In terms of macros, avocado is lower in carbs and also in net carbs—coconut’s a little higher in fiber, but not enough to make up for the difference in carbs nor, when it comes to glycemic index and insulin index, the impact of coconut’s much higher fat content on insulin responses too. On which note, while coconut’s fats are broadly considered healthy (its impressive saturated fat content is formed of medium-chain triglycerides which, in moderation, are heart-healthy), avocado’s fats are even healthier, being mostly monounsaturated fat with some polyunsaturated (and about 15x less saturated fat). All in all, a fair win for avocado on the macros front, but coconut isn’t bad in moderation.
When it comes to vitamins, avocados are higher in vitamins A, B1, B2, B3, B5, B6, B9, C, E, K, and choline. Most of those differences are by very large margins. Coconuts are not higher in any vitamins. A huge, easy, “perfect score” win for avocados.

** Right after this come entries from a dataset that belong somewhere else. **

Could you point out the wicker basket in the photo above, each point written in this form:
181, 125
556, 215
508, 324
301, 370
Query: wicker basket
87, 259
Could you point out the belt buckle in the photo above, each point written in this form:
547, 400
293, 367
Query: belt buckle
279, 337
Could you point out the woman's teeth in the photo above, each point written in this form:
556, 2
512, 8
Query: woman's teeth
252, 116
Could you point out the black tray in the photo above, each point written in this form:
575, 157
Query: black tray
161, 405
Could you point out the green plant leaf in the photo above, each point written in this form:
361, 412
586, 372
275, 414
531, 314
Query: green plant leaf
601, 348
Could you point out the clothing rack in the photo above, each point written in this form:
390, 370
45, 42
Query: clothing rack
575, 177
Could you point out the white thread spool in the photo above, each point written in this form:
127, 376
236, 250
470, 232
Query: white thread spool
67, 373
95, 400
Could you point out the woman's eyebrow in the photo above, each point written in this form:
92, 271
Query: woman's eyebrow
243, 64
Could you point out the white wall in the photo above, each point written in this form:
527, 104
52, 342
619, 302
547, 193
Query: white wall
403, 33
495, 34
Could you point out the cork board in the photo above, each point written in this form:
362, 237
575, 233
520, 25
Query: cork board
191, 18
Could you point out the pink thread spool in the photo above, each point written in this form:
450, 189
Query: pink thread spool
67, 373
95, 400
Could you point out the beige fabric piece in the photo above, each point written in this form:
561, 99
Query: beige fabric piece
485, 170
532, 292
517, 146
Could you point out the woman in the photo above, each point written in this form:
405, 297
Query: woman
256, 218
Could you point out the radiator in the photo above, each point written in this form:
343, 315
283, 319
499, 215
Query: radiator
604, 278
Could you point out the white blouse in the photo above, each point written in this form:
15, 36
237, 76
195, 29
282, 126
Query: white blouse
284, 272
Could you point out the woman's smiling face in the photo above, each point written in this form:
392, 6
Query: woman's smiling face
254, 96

In the category of minerals, however, it’s coconut’s turn to sweep with more calcium, copper, iron, magnesium, manganese, phosphorus, zinc, and selenium—though the margins are mostly not nearly as impressive as avocado’s vitamin margins. Speaking of avocados, they do have more potassium than coconuts do, but the margin isn’t very large. A compelling win for coconut’s mineral content.
Adding up the sections, we get to a very credible win for avocados, but coconuts are also very respectable. So, as ever, enjoy both (although we do recommend exercising moderation in the case of coconuts, mainly because of the saturated fat content), and if you’re choosing between them for some purpose, then avocado will generally be the best option.
Want to learn more?
You might like to read:
- Can Saturated Fats Be Healthy? ← defying Betteridge’s Law here!
- Avocado, Coconut & Lime Crumble Pots ← if you do want to enjoy both, here’s a fabulous way to do so in style
Take care!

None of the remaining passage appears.